A María le gustaba forzar los límites. Los ajenos y los propios. Palpó la cobardía de Lola en su mesura, siempre tan discreta, tan distante, tan juiciosa y aburrida en su existencia. Con su familia perfecta, su piel tersa, su impecable casa con piscina para los fines de semana, su pastor alemán cepillado y luminoso. Si hubiera elegido «verdad», una prueba sin duda mucho más cautivadora, habría hurgado en sus miedos hasta descubrir por qué la observaba últimamente de reojo con aquella mirada impenetrable y distante de una vida perfecta. Con su familia perfecta, su rosada piel perfecta, su impecable casa perfecta, su perro perfecto. Pero Lola eligió atrevimiento y todo su plan se fue al traste.
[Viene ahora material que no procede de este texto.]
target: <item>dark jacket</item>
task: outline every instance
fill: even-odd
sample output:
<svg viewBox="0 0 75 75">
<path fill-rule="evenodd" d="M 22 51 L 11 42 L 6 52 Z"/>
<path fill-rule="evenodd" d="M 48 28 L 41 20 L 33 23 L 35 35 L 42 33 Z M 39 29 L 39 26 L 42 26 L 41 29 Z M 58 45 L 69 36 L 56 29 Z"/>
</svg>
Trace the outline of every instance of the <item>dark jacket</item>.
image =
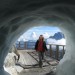
<svg viewBox="0 0 75 75">
<path fill-rule="evenodd" d="M 38 43 L 39 43 L 39 40 L 37 40 L 36 43 L 35 43 L 35 50 L 37 50 Z M 47 47 L 46 47 L 46 42 L 45 42 L 45 41 L 43 41 L 43 49 L 44 49 L 44 51 L 45 51 L 45 50 L 46 50 L 46 51 L 48 50 Z"/>
</svg>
Atreverse, al fin y al cabo, no podía ser tan complicado. No tanto como decir la verdad y abrir una ventana al ultraje. Como cuando la otra tarde le preguntaron «¿Sueñas con chicos?» y ella asintió sacudiendo la cabeza. Ni un sí, ni un no. Una tímida sacudida de cabeza que era menos mentira por no ser pronunciada. «¿Y con qué chico sueñas?», le había preguntado María. «Juan. Con Juan». Ni siquiera supo por qué lo dijo, pero días después sintió que se merecía esa lengua húmeda y nauseabunda invadiendo sus dientes. Y tras pasar por el trance y tragarse la repugnancia, se sintió redimida.

Pensó Lola que nada podía ser peor que tener que decir la verdad sobre sí misma o dejarse lamer por uno de los chicos para que el exterior la sintiera mujer. Nada podría superar una humillación semejante, pero recordó entonces el talento de María para la crueldad. Fue cuando gritó: «¡Ya lo tengo, ya lo tengo!». De la excitación apenas se le entendía, aunque Lola sabía muy bien que no resultaría una prueba fácil y que, como cada tentativa de la vida misma, tendría que superarla sola. «¿Te atreves? ¿Te atreves a saltar desde lo alto?», preguntó entusiasmada señalando con sus uñas violáceas el trampolín al final de la pendiente. Asintió. Ni un sí, ni un no. Solo una tímida sacudida de cabeza, para que así la derrota, en caso de llegar, fuera más tibia y menos dolorosa.

La astucia que mostró María al elegir la prueba fue alabada en silencio por todos los presentes, en una mezcla de admiración y miedo a partes iguales. La fobia de Lola al agua era por todos conocida. Sintió náuseas. Se levantó buscando cualquier indicio de compasión y supo de nuevo que estaba sola al romper con su marcha el círculo dibujado en la hierba. Avanzaba hacia el trampolín y trató de recordar el cuadro colgado en la consulta del dentista, pero no sentía tibieza alguna en sus pies sino un frío desmesurado y cortante. Supo que no podría. Y lo supo Juan. Y María. Y el resto de amigos. Lo supieron todos mucho antes de que Lola se asomara al borde con la respiración contenida y desdibujara el terror su vida perfecta, su familia perfecta y su casa perfecta con una piscina perfecta.

Sintió su pecho liberado y henchido de valentía cuando divisó la piscina ausente de temores. Desde lo alto vio el musgo recubriendo el fondo. Apenas dos dedos de agua con la vida acumulada tras un frío invierno y una incipiente primavera que asomaba entre las hojas y ramas prometiendo su absolución. Sintió que el miedo desaparecía y se quitó la camiseta celebrando el triunfo. No existía mayor regalo que María aturdida. Aturdida y fascinada. La próxima vez elegiría beso. O verdad. No hay mayor atrevimiento que ese, se dijo. Y todos quedarán mudos de estupor. Todos conocerán mi secreto y ya nada importará. Ya no podrán amenazarme con descubrirme, pensó, porque me desnudaré y les pasaré el bochorno a ellos. A ellos y a María. Sobre todo a María. La próxima vez, se dijo.